Tattie Apples and Wonder

Tomorrow afternoon, I’ll be in the neighbourhood school again. It’s just across the road from our church office and manse, and I pop in from time to time to help out and tell stories. Tomorrow, they are having a school assembly on the theme of wonder and asked if I could come along and chat. Best invitation in ages, if you ask me.

I thought I’d talk to them about potatoes. Bear with me. Yes, I love potatoes. They got me through several cold student winters. And yes, it was me who scrawled potato-inspired graffiti on the craft hut at Gracefield about a hundred years ago. (The quote was from a William Golding novel – something to the effect that freedom had to be experienced like colour or the taste of potatoes. Words that spoke gospel to me that summer.) And yes, I’d travel a long long way for a taste of my mum’s scalloped potatoes. I have and I will. I’m mighty fond of the spud.

But I learned something amazing about potatoes this week which has got me wondering. Did you know that potatoes grow fruit? Not usually, but sometimes. Call them seedballs or pods or my personal favorite – tattie apples – but they are fruit nonetheless. Not fruit we can eat – in fact they would make you quite ill if you tried – but fruit in that they are fleshy produce that contain seeds. Not at all the unusual way we grow potatoes.

Potatoes are usually cloned. You plant a small sprouting potato and it turns into a potato plant which births (hopefully) lots and lots of potato tubers, all the same. Last year, our friend Ellie got us growing our own potato crop. She gave me three gorgeous little sprouting potatoes named Charlotte and told me to keep them in an open egg carton until the risk of frost had past. So I did. And daily, they grew taller. I kept them on the window sill in our bathroom where the kids could look at them closely. Blue liked to talk to them and sing them songs. When the time came, I carefully nestled them in a deep pot, following Ellie’s instructions about just covering them with a little soil and then when the green leaves pushed up, covering them again and again and again. They grew tall and lush, and I felt immensely hopeful. Then the summer came in earnest with hail and rain and utter lack of sun and the garden did not flourish. It dried out a little bit by August, but come harvest time, there was only a small crop. 14 tiny potatoes to be precise. They were remarkably tasty, but didn’t last very long. Ah well, better luck next year.

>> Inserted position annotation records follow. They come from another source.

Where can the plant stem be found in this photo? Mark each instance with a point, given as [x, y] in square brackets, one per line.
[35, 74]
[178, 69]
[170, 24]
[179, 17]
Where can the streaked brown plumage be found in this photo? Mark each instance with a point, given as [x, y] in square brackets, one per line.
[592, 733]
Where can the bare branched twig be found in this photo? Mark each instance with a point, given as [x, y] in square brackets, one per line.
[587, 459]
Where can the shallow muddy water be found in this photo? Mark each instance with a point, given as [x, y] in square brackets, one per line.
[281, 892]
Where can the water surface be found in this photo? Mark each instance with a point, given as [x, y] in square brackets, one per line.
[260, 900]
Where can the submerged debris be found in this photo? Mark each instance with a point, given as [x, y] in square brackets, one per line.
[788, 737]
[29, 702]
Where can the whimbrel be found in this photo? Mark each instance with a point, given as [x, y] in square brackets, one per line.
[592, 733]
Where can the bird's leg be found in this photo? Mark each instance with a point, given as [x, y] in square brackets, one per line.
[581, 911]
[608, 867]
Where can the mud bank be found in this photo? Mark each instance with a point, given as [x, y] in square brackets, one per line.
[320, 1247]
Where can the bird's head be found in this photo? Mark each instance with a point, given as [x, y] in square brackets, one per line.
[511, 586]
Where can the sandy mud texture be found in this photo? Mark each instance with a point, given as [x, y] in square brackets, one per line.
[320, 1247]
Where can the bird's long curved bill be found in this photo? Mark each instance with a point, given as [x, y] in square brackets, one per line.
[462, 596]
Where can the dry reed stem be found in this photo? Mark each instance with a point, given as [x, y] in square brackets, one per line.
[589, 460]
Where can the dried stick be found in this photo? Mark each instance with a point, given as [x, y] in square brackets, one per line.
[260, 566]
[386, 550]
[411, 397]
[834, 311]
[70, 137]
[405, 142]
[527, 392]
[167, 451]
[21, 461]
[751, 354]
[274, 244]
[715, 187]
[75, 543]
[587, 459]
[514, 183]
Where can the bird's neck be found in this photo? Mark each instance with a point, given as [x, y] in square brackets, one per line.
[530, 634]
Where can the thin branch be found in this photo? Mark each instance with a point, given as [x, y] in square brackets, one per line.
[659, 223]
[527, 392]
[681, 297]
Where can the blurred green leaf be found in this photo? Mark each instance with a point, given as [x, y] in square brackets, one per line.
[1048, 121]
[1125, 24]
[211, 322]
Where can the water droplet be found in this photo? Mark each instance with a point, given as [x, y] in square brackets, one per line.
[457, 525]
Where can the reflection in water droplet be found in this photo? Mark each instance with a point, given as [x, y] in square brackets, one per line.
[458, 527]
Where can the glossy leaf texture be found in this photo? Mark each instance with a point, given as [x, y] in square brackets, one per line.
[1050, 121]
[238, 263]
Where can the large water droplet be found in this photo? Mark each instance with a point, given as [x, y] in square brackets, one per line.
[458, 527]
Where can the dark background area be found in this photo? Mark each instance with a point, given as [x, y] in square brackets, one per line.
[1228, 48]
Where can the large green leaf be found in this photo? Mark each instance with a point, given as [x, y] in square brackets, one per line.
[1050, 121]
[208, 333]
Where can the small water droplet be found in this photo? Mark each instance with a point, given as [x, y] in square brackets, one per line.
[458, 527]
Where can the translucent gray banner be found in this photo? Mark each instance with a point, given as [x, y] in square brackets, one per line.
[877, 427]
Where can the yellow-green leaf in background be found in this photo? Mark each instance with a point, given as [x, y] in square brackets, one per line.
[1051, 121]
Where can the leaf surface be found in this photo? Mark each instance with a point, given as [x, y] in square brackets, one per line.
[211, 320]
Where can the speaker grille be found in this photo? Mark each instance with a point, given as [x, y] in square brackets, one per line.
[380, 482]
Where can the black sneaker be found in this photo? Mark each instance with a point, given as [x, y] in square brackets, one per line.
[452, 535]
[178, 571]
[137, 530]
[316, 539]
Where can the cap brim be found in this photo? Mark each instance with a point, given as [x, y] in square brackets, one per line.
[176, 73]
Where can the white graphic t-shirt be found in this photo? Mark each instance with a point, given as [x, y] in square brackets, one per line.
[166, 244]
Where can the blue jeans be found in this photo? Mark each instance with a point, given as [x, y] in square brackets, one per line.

This year, I planted 10 Duke of Yorks and so far, they are growing well.  (I’ll keep you posted.)

That’s the usual game. We hope for tuber clones aplenty. But occasionally, potatoes produce fruit among their leaves. They look a little like tomatoes. Mostly, potato farmers have no use for them. I’ve heard they make great catapult ammunition. But, if you take them for what they are and save the seeds, you get new varieties of potatoes. Each seed will produce a hybrid. Most potato farmers don’t want a whole bunch of different kinds of potatoes – and most cooks don’t either. Clone potatoes are easier to tackle. But if you take the risk, you might just come up with something wonderful.

There’s a story about Luther Burbank, the American horticulturalist, who wondered about the tattie apple he found on one of his ‘Early Rose’ potato plants. He wondered what would happen if he planted the seeds. He was intrigued by the unknown. So, for that wonder, he risked a space of his field to explore the possibilities of these seeds. Remarkably, all the seeds germinated – and better than that, he got a few really fine potatoes. The best of them changed North American potato farming. He called it the Russet Burbank, and ten-to-one says you have them in your cupboard right now. Fair-sized, easy to store, versatile in the kitchen. They are the ubiquitous potato.

I’m glad that Luther Burbank took to wondering about potatoes. So that’s the story that I’ll tell the school kids tomorrow. I’ll also ask them to think about what their wonders are. That’s part of the job when working with kids, isn’t it? Helping them to see enough of the world to discover what they want to spend their time wondering about. Perhaps that’s a more accessible way to talk about vocation.

In the spirit of that wondering, today I’m thinking about Peter who is graduating from VST because he wonders about community as growing gift from God.

I’m thinking about all the ministers who dedicate their time to wondering about faith and fellowship, and I’m thinking about all the churches wondering about God’s call for their futures and walking with faith and hope.

I’m thinking about our congregation as we wonder together about taking new steps in sustainability in our families ministry.

I’m thinking about the community gardening group here in our neighbourhood because they wonder about growing food in the heart of Edinburgh’s Old Town.

It’s beautiful that there are so many things to wonder about.

It’s beautiful that there are so many people to wonder with.